Bibliographical Notes, Biographical Entries, Critical Notes, Extracts and Anecdotes by Wenceslao Emilio Retana
With The History of the Philippine Press, 1811-1910 by Jose Victor Z. Torres
Translated and Annotated by Jaime M. Marco
Wenceslao E. Retana’s El Periodismo Filipino captures the glorious struggle of Filipino thought as it strove to break free in public media. Retana’s voluminous research on the first century of Philippine journalism is a thrilling documentation of the emancipation of Filipino intellectuality following a surprisingly linear emplotment: from halting ignorance to tentative expressions, then to raging radicalism and freethinking that exploded into the Philippine Revolution of 1896, only for its republican and progressive ideals to be dashed once again by a new and insidious colonial master.
In the book we witness print culture slipping away from two and a half centuries of Spanish friar control, which previously had only emphasized translation and doctrinal dissemination. The nascent colonial press controlled by both public and religious authorities gave rise for the first time to a “reading public” that led to a third sphere of opinion, thus setting the stage for ambivalence, insubordination, and conflict. From being a mouthpiece for elite Spaniards, the Philippine press grew amidst political divisions to become a site of contestation between the regime and a growing nationalistic class of indios, mestizos, and hijos del país who became increasingly united and were supported by liberal Spanish sympathizers.
The discourse and counter-discourse of a Philippines caught between two empires and an independent republic is mirrored in the book’s heady mixture of propagandist tracts, racially prejudiced editorials, biting satire, humorous poems, reviews of European novels, bureaucratic reports, stirringly inspirational plays and essays, costumbrista sketches, revolutionary manifestos, and endearing sundry ephemera, all of which resurrect for us the nuanced and deeply layered colonial sphere of ideas that spanned the archipelago, Europe, and the world.
Above this brew towers the sharply critical figure of Wenceslao Retana—as proud a figure as Spain has ever produced—who with his supreme authorial voice as the book’s protagonist seduces us with his own personal tales as he himself becomes the news at varying points in the narrative.

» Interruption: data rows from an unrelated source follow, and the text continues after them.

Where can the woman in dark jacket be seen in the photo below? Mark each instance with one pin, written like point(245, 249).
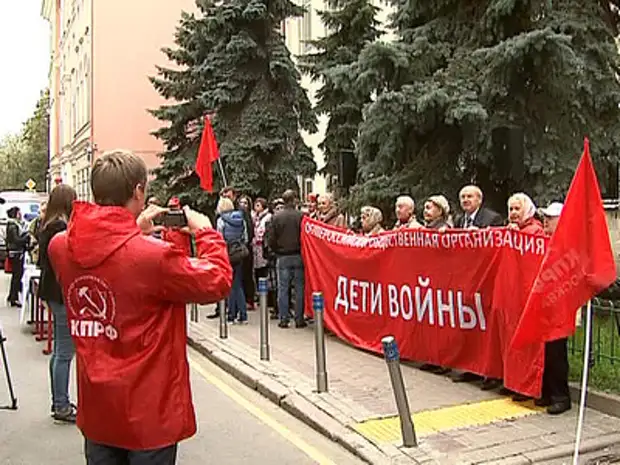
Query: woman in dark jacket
point(58, 212)
point(17, 241)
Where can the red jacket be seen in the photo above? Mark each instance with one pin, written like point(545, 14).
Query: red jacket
point(125, 295)
point(532, 226)
point(179, 239)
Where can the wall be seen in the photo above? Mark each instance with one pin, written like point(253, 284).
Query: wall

This illustrated scholarly book is enriched with over 200 images of rare periodicals and ephemera as well as over 500 notes that offer bibliographical and biographical information and fascinating insights into the era. El Periodismo represents the fourth volume in Vibal Foundation’s Seryeng Kinsentenaryo (Quincentennial Series) that commemorates five hundred years of Filipino and Spanish encounters from 1521 to 2021. It also forms the last tome of Retana’s three-volume Aparato Bibliográfico de la Historia General de Filipinas, a major study of Philippine print and thought from 1524 to 1905. Highly opinionated, searingly acerbic, yet whimsically humorous and sometimes abject in its mission to win over the reader, this book will certainly occupy a privileged niche in the history of Filipino intellectual thought.

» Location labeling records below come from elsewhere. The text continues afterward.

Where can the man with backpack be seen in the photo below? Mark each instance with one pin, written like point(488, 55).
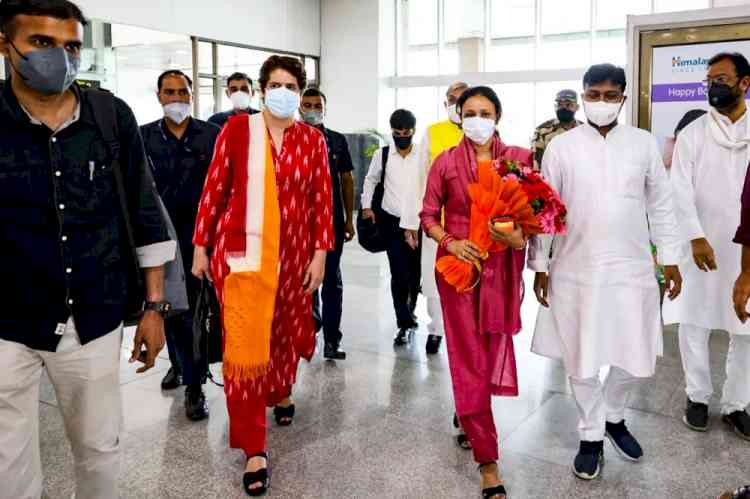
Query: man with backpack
point(76, 209)
point(180, 148)
point(394, 171)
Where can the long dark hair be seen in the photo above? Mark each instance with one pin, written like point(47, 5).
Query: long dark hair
point(480, 91)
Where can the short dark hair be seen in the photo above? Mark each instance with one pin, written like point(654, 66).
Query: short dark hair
point(287, 63)
point(689, 117)
point(480, 91)
point(59, 9)
point(402, 119)
point(239, 77)
point(314, 92)
point(601, 73)
point(172, 72)
point(740, 62)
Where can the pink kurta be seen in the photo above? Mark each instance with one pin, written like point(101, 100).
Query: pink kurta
point(479, 324)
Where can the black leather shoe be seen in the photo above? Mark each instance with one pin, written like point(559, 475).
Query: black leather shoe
point(696, 416)
point(624, 441)
point(172, 380)
point(433, 344)
point(588, 462)
point(333, 352)
point(740, 423)
point(402, 337)
point(196, 408)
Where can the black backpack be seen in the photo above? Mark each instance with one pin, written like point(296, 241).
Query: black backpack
point(105, 115)
point(372, 236)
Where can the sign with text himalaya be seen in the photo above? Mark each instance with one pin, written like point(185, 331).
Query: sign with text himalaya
point(677, 81)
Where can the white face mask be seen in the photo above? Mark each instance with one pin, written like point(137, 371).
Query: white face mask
point(453, 114)
point(240, 100)
point(602, 113)
point(282, 102)
point(177, 111)
point(479, 130)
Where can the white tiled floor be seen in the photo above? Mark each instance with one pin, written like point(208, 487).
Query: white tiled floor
point(379, 425)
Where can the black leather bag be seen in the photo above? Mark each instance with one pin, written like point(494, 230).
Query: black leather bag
point(207, 332)
point(373, 235)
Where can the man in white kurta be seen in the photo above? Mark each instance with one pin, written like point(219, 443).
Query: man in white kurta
point(438, 138)
point(708, 172)
point(598, 287)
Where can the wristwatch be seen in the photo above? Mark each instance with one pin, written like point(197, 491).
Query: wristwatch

Watch Dr. Jose Victor Torres' discussion about this book here: https://youtu.be/S7mm9RGzeig
Philippine society is presently beset and besieged by the proliferation of misleading headlines, blogs, dissimulation, and fake news. Reading and re-reading Retana’s El Periodismo covering the Philippines from 1811 to 1910 from various avisos, semanales, and periódicos that propelled reading and serious discourse among Filipinos, one can verily conclude that Journalism, even in its modern forms that are designed to foment malaise and stress, merely repeats itself like History.
—Lino L. Dizon
Head, Tarlac State University,
Center for Tarlaqueño History
El Periodismo Filipino, an essential work on the birth and development of Philippine journalism, is both a pleasure for the mind and the eye. Congratulations are due to Sr. Marcó for bringing to a wider audience a classic Philippine bibliographical study with an accurate translation. His highly useful and intriguing footnotes will no doubt please the demands of scholars of Philippine history and culture. The lavish illustrations, the result of intense archival research, transform what initially was an arid work of erudition into a landmark publication that can be enjoyed by any reader with an insatiable intellectual curiosity. I have no doubt that Wenceslao Retana himself would rejoice in this book, the summation of his wit and genius.
University of Santo Tomás
About the Author
Wenceslao Emilio Retana y Gamboa (1862–1924) was the leading nineteenth-century Spanish scholar on the Philippines and a consummate bibliophile. Arriving in the Philippines in 1884, he was a witness to the raging conflict between the friars and colonial authorities who desperately held on tothe status quo against those who advocated reform and even separatism. Returning to Spain in 1890, he founded an anti-Solidaridad periodical to combat the increasingly nationalistic propaganda of Filipino intellectuals. As a deputy in the Spanish parliament and an active journalist, he debated the Philippine Revolution as it raged in two stages. A contemporary and erstwhile enemy of Filipino hero José Rizal, Retana publicly retracted his anti-Filipino thoughts after Rizal’s tragic execution by penning the first monumental biography of the Filipino national hero as a spiritual expiation of what he considered as Spain’s gravest mistake.